Monitoring pfSense with Nagios XI Using SSH – part 2

Monitoring pfSense with Nagios XI Using SSH – part 2

Downloading and testing the checks

In the part 1, we setup password-less SSH. What good does that do? Now that we have a secure connection between the systems, we are quite a bit closer to securely running check commands using the SSH proxy on Nagios XI (or the check_by_ssh on Nagios Core).

First though, we need to get the various plugins on the pfSense box. We are going to use a handful of custom scripts, but we’ll also use some pre-compiled executables. You can compile your own by downloading them from https://nagios-plugins.org/downloads/, but I would not recommend it. Instead, you can grab these plugins pre-compiled from freshports.org. This is easy in FreeBSD because you just run ‘pkg install nagios-plugins’ from the command line as shown below. After replying ‘y’ to the ‘proceed with this action’ question the command will pull the files down and place them in the package’s preferred directory.

# sudo pkg install nagios-plugins
Updating pfSense-core repository catalogue...
pfSense-core repository is up to date.
Updating pfSense repository catalogue...
pfSense repository is up to date.
All repositories are up to date.
The following 1 package(s) will be affected (of 0 checked):

New packages to be INSTALLED:
        nagios-plugins: 2.2.1_5,1 [pfSense]

Number of packages to be installed: 1

The process will require 2 MiB more space.
366 KiB to be downloaded.

Proceed with this action? [y/N]:y

Excellent! Now the pre-compiled plugins can be found in the ‘/usr/local/libexec/nagios’ directory. Give your newly installed plugins a test run by typing in the command below. If all goes well, you should receive some output specifying your current number of processes.
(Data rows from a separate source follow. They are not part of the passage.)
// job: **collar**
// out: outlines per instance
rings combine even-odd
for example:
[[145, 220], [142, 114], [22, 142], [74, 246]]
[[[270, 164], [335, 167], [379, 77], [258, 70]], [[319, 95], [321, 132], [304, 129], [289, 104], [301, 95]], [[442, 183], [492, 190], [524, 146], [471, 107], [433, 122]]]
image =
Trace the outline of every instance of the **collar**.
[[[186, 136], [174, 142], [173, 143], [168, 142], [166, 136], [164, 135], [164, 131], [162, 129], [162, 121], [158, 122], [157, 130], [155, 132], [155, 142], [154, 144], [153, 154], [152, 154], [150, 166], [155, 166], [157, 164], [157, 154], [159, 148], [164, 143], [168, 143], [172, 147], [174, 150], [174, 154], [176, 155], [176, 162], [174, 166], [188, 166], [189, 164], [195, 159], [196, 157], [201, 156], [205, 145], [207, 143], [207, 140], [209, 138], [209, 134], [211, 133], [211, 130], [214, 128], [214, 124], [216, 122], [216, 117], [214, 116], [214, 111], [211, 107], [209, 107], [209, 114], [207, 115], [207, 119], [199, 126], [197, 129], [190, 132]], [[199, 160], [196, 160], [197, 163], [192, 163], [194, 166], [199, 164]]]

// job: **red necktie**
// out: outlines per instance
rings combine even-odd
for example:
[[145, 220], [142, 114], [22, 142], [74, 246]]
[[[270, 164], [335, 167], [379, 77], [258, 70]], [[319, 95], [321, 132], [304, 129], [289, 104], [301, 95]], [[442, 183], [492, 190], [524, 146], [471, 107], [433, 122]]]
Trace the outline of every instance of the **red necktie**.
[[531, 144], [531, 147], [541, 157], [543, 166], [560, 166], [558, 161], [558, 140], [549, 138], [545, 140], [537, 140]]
# /usr/local/libexec/nagios/check_procs
PROCS OK: 67 processes | procs=67;;;0;

So that’s great, but those files aren’t specific to pfSense! What about monitoring items such as services, VPNs, etc. I have created custom scripts for those checks, which are freely available on GitHub. You can easily download these to your pfSense firewall using the curl and tar command below. Make sure you run these commands on your pfSense system.

# curl -LO https://github.com/oneoffdallas/pfsense-nagios-checks/archive/master.zip
# sudo unzip -j master.zip -d /usr/local/libexec/nagios/
# sudo chmod +x /usr/local/libexec/nagios/check_pf_*

If everything went as planned, you can run the command below and get some output back.

# /usr/local/libexec/nagios/check_pf_version
Current version: 2.4.2-RELEASE / Mon Nov 20 08:12:56 CST 2017

Various Checks Explained

Below, I’ve also went through a fair amount of effort explaining the plugins I recommend as well as some default values for pfSense that should work in most cases. If you want to test out some of them on your own pfSense, just run the commands (not their output) from the /usr/local/libexec/nagios directory (unless you want to type in the full path).

If you want to just go with my recommendations and don’t want the full explanations, then head over to part 3.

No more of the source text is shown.